残り10メートルまで迫られてトレは切り札を切る事を決意した。


まず短剣を逆手に持ち替えるとそのまま自分の手の平を突き刺し、血液を地面に滴らせた。


「血を使ってのイメージの強化? ベルトルーゼ殿、強力な技が来ますよ!!」


「面白い!! そうでなくては戦いを楽しめぬ!!!」


気をつけろという忠告のつもりでハリハリは言ったのだが、ベルトルーゼは技の発動を挫くのでは無く耐え切る方を選択して足を止めてしまった。


「せっかく人が忠告してるのにっ!?」


「諦めろハリハリ、ありゃ生粋の戦闘バカだ。どんな攻撃でも一発じゃ死にはしねぇだろ」


すぐに完成したトレの技が発動し、床に落ちる血液が意志を持ったかのようにベルトルーゼの足元に広がると、血液は水と混ざり合って体積を増やしベルトルーゼを包み込んだ。


「!?」


あっという間にベルトルーゼの全身を包み込んだ液体はそれだけでは留まらず、今度は目に見える速さで一気に凍り始めた。


「『氷棺アイスコフィン』!? 相当高度な水属性の封印魔法です!!」


「解説ありがとよ」


ベルトルーゼが何かする前に氷の棺はベルトルーゼを閉じ込め、決着がついたと感じたトレがベルトルーゼに近寄る。


「先ほどの貴様の台詞では無いが、よもやまだやるなどとは言わんだろうな?」


途中まで焦った事も忘れ、余裕たっぷりにガルファが悠に嫌味な口調で言い返したが、返答は異なっていた。


「悪いが言わせて貰おう。……ベルトルーゼ・ファーラムと言う女は少々動きが封じられた程度で戦闘を投げ出すような柔な女では無い。勝手に降参などしては、後で本気で怒り狂うだろうよ」


「何?」


ガルファが眉を顰めた時、その変化は起こった。




ビキッ!!!




ベルトルーゼを閉じ込める氷棺に突如大きな音と共に亀裂が走り、ガルファは目を剥いた。


「っ!? トレ!! 封印を強化しろ!!!」


ガルファの指示を受けたトレは氷棺に直接触れ、硬度を強めようと力を込めた。その甲斐あって亀裂は一時的に塞がり掛けたが、一度弱くなった結合ではベルトルーゼを閉じ込める事は叶わなかった。


「…………ァァァァアアアアアアアッ!!!」


徐々に大きくなるベルトルーゼの声量が最大限に高まった瞬間、縦横無尽に氷棺に無数の罅が入り、間を置かずに破砕して飛び散った。

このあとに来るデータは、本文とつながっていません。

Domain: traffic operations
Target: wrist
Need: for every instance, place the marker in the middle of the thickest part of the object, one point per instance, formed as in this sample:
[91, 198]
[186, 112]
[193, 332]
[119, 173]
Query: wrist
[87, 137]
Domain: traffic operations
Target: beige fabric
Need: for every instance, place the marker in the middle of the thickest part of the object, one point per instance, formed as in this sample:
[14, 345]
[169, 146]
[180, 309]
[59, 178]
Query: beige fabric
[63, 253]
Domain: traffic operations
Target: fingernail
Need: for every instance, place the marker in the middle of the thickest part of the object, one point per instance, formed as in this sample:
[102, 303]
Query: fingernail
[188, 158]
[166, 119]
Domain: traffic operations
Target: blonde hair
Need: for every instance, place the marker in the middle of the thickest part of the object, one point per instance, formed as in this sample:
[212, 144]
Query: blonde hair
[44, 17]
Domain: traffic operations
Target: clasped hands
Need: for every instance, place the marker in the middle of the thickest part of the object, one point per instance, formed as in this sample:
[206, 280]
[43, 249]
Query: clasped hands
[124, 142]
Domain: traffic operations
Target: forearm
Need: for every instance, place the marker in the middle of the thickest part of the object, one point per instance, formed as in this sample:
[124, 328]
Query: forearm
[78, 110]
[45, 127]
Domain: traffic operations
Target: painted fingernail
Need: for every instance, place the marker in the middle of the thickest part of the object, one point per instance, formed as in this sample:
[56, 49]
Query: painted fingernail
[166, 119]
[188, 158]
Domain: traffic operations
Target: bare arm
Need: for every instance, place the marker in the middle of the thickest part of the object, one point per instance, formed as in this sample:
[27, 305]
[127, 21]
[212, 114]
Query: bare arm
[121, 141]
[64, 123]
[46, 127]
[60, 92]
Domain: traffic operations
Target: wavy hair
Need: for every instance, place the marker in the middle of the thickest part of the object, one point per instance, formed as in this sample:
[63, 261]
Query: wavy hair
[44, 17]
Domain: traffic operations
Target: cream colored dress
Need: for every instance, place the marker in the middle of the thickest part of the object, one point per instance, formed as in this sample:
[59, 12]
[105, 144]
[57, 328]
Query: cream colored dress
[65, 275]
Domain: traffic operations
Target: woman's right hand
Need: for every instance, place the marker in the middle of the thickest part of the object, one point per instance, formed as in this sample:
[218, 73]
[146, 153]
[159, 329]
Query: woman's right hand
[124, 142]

「フゥゥ…………息が出来なくて焦ったぞ? さぁ、次はどんな攻撃で私を楽しませてくれるのだ? って……アレ?」


意気揚々と斧槍を構えるベルトルーゼだったが、目の前に居たはずのトレが見えなくなってキョロキョロと首を巡らせ、自分の足元に倒れ伏すトレを発見する。どうやら弾き飛ばした氷塊の乱打を浴びて失神しているようだった。


「……まさか、これで終わり、か?」


ベルトルーゼは石突きでツンツンとトレをつついてみたが、やはりトレからは何の反応も見受けられなかった。


「勝負ありだな。早く戻れ」


「ま、待て!! トレはその……き、休憩しているのだ!! すぐ元気になるよな、トレ!?」


動かないトレを抱き起こしガクガクと揺すぶってみてもトレは全く反応しなかった。


「止めろよ、可哀想だろうが」


「『天使』とは言え、あまり無体な事をするのは感心しませんよ」


「怪我人を揺すぶるな。頭にダメージを負っていたらどうする」


「年端も行かぬ少女を……哀れな……」


男性陣の非難に、遂にベルトルーゼは諦めた。


「……おい、私の勝ちでいいのか?」


憮然としてガルファに尋ねると、ガルファは無言で頷き、ベルトルーゼの戦いはあっさりと終了したのだった。